In fact, Joe had raged a running battle with his Pa for as many years as he could remember at his unwillingness to visit the barber on a regular basis and keep his hair short and tidily trimmed. But as he glanced in the mirror, Joe noticed his hair was longer and more unruly than it had ever been and he could imagine his father biting back many a retort over the past months about its length, keeping silent rather than incur his son’s wrath. Joe gave a silent chuckle. Maybe a visit to the barbers was in order sooner than later, he mused wryly as he wetted and slicked his hair down into place so it looked half-way presentable. But until then, it would have to do, and at least he’d made the effort.
He glanced down at his boots. They were his favorite pair — old and comfortable and also covered in mud. Joe gave a sigh of vexation as he pulled out a cloth and began to gently wipe away the dirt. But when they eventually gleamed with the polishing, Joe smiled with satisfaction. It had been worth the effort.
He was finally ready at last. It had been a long time since he’d studied himself in the full length mirror and Joe hardly recognized the well-groomed figure that stared back. Gone was the slovenly dressed, grey faced and bitter man he’d been, and Joe smiled softly with satisfaction after making the effort. But still he was unable to stop a nervous trembling, knowing the time had now come to face his father and the woman he loved.
So taking a deep calming breath, Joe made his way downstairs. As Ben looked up from his chair, his eyes widened in shocked surprise, hardly able to believe what he was seeing. He couldn’t remember the last time he’d seen his son dressed so elegantly and looking so well-turned out. “Going somewhere, Joe?”
Joe flashed his father a smile so rarely seen in the past months. “Yes, Pa, I’ve got a date.”

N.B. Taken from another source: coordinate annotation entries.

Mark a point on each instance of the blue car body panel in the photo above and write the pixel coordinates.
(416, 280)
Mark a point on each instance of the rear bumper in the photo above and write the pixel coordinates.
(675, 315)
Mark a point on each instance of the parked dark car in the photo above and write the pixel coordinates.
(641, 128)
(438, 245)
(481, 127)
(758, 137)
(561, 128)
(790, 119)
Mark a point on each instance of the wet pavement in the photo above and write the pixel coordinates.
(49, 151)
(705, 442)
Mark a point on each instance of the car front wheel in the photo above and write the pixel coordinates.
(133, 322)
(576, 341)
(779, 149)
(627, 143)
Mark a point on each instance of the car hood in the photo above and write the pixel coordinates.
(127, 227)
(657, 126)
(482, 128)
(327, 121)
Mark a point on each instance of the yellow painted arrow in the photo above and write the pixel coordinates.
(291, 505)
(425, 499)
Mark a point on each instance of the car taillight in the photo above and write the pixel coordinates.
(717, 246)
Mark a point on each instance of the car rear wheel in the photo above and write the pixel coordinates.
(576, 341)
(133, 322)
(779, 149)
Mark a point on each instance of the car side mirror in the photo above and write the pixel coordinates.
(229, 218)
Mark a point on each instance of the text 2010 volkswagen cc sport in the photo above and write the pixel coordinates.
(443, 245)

Ben furrowed his brow in puzzlement when suddenly the significance of his son’s choice of clothes hit the keen-eyed Ben and he instinctively knew. He moved towards him and placed his hand gently around his neck in a loving embrace. “I’m glad you’ve made the effort at last, Joseph,” he told him with a quivering voice. “Give her my love.”
Joe nodded. “I will, Pa…and everything’s gonna be fine from now on…I promise.”

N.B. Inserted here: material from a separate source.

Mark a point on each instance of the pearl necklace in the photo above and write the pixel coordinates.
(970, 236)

As Ben watched with a moistened gaze, Joe gave a farewell wave and disappeared through the front door, leaving a relieved father alone to brush away tears and give thanks that the love of a good woman had returned his son back to him.
The rain stopped and a full moon shone down brightly, guiding the way as Joe rode from the ranch house, butterflies fluttering uneasily inside his stomach.
Eventually he arrived at his destination, and after dismounting, Joe automatically brushed away dust from his coat. He wanted to impress her…show her that he’d made the effort. He began to walk slowly at first but, as the corners of his mouth twitched with remembrance of her loving smile, his pace quickened. Then he stopped before her, took a deep breath and reverentially knelt down.
There was still pain in his heart, but as a vision of his lost love flashed across Joe’s mind; for the first time since she’d left him, he was able to smile contentedly at what he’d had rather than cry with despondency for what he’d lost.
“I’m sorry I haven’t been to see you lately, but I found it hard to cope once you’d gone,” he whispered as his fingers gently caressed a smooth white head stone. “But I’ve made an effort and even dressed up in my wedding suit for you tonight, Alice. I just hope it’s not too late to be your Valentine…forever.”